Of course, Jackson shocked the world when he announced he would pursue a baseball career after leaving college and that football would be his “hobby.” The average sports fan didn’t even know Bo played baseball in college, and yet, he was going to forgo a lucrative first-round NFL contract to toil away in the minors and hopefully one day have a mediocre baseball career?
It seemed ridiculous, but Bo knew Bo, and the man everyone knew would be a Hall of Fame running back became an All-Star outfielder for the Kansas City Royals until a 1991 hip injury in a Raiders playoff game to the Cincinnati Bengals ended his football career and submarined his baseball life, too. Jackson hung on for a few more seasons into the mid 1990s before finally hanging them up, a promising career dashed because of a freak injury in a different sport.
Never before had we seen two, two-sport athletes playing both football and baseball together at the same time. The NFL’s dead zone can be quite boring, but not for these two guys, both of whom spent a few summers grinding away while their counterparts went on vacations or pored over playbooks.

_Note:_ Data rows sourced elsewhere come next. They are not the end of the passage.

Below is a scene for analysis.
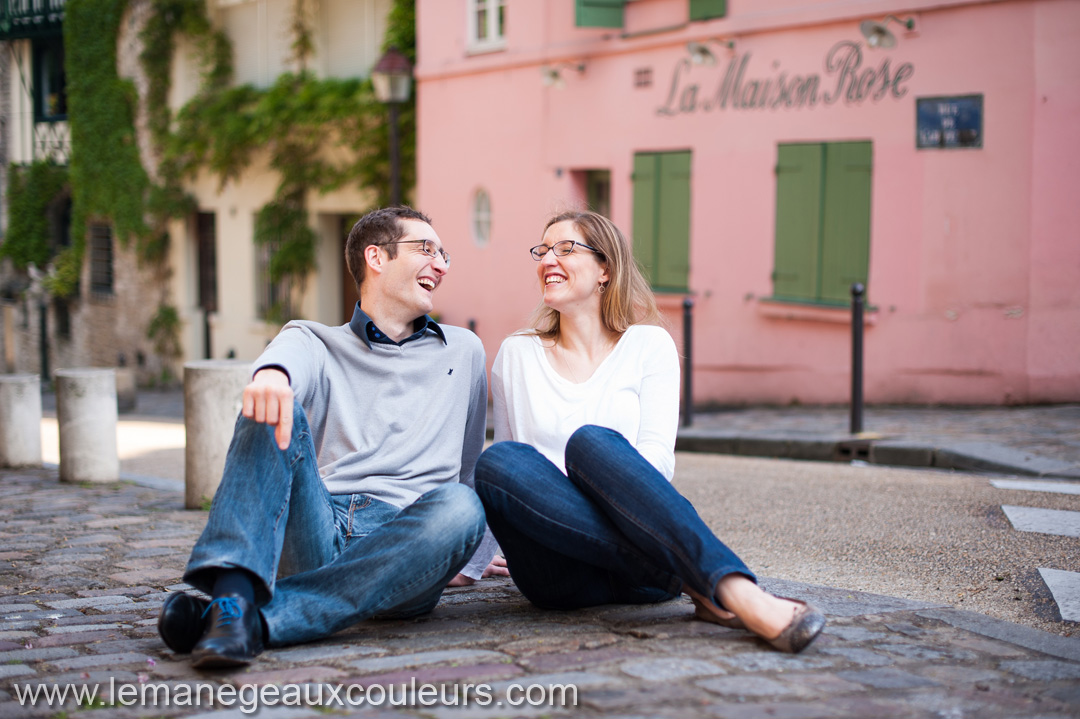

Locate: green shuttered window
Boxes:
[772,143,873,304]
[690,0,728,22]
[573,0,625,27]
[633,152,690,291]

On July 17, 1990, the two men figuratively collided at Yankee Stadium, where Jackson’s Royals tackled Sanders’ Yankees in a midsummer duel between two subpar teams in a game that mattered little in the standings, yet remains one of the most entertaining games ever played.
Both Jackson and Sanders got the start in center field for their teams. Known for his power, Bo crushed three home runs in his first three at-bats, with his second home one of the longest ever hit at the old Yankee Stadium.

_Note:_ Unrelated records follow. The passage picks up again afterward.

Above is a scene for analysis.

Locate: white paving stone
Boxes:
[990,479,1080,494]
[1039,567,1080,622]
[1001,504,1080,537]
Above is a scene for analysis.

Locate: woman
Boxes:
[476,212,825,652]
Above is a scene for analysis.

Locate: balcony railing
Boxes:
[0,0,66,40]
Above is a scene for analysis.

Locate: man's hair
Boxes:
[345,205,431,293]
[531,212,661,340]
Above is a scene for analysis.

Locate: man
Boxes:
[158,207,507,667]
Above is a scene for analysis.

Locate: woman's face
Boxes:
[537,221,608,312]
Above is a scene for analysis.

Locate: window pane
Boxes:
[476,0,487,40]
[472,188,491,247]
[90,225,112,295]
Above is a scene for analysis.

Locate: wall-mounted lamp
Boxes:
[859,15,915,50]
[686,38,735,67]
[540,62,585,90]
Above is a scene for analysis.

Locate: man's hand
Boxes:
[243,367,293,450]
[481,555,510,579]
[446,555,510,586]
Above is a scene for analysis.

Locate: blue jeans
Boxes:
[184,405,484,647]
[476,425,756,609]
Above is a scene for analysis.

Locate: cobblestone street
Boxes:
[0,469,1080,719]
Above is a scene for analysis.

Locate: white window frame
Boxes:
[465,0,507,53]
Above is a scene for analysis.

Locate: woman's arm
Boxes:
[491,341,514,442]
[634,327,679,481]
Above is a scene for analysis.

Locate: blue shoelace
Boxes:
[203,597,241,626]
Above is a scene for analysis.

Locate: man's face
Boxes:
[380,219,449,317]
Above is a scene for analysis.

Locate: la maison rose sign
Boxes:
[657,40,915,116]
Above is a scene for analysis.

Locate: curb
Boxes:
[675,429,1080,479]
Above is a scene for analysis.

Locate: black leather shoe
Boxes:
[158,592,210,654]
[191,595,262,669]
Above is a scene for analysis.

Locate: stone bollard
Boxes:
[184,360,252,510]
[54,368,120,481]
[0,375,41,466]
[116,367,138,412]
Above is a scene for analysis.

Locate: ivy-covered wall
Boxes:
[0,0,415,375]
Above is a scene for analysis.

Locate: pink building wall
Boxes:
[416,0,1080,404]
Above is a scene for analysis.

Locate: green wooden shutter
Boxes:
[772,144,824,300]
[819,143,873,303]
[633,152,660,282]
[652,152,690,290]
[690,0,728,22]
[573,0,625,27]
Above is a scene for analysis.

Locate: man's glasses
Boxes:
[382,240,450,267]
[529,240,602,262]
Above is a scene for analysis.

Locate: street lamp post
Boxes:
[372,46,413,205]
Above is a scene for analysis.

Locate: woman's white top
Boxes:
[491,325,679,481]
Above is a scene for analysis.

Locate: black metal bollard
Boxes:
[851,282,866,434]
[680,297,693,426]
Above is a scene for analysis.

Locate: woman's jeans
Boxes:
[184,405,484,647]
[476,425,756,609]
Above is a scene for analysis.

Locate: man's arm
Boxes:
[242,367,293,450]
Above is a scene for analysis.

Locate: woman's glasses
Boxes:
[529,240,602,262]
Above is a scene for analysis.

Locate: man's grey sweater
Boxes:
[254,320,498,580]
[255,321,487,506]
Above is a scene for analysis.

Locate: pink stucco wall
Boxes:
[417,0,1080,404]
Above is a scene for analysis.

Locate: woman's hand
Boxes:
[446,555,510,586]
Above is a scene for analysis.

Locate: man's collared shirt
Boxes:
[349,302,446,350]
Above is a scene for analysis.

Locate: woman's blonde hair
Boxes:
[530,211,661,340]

While Sanders didn’t hit three home runs, and he was not nearly the player Bo was on the diamond (he had a .158 batting average after this game was over), he displayed his usual flair for the dramatic after this electrifying inside-the-park home run, with a diving Jackson allowing his NFL counterpart to race around the bases.
That slide was ridiculous, but the play didn’t come without a cost. Jackson separated his shoulder on that dive and would miss the next six weeks of the season because of it.
The Royals won the game 10-7, but that hardly mattered. Here you had two of football’s best players, in the middle of the quietest time of the NFL season, having the times of their lives playing Major League Baseball.
Bo would rush for 698 yards in 10 games for Oakland that year, making his one and only Pro Bowl. There certainly would have been many more had he not been hurt in the playoffs that year. Sanders, in just his second NFL season, would go on to play 12 more seasons, make 8 Pro Bowls, garner 6 1st Team All-Pro selections and one Defensive Player of the Year award. He also played nine years in the Majors, finishing with a career .263 hitter in 641 games with four franchises.
For Sanders, baseball was his hobby. For Bo, the NFL waited until his baseball season was over, essentially freezing him out of the season until about Week 7 or 8. Still, it was enough to make him one of the most feared running backs in the game, averaging 5.5 and 5.6 yards per carry in his final two years.
It’s hard to imagine an NFL player playing baseball or vice versa nowadays, but for a short period of time, two of the NFL’s best did it, and gave football fans something to see in a totally different sport.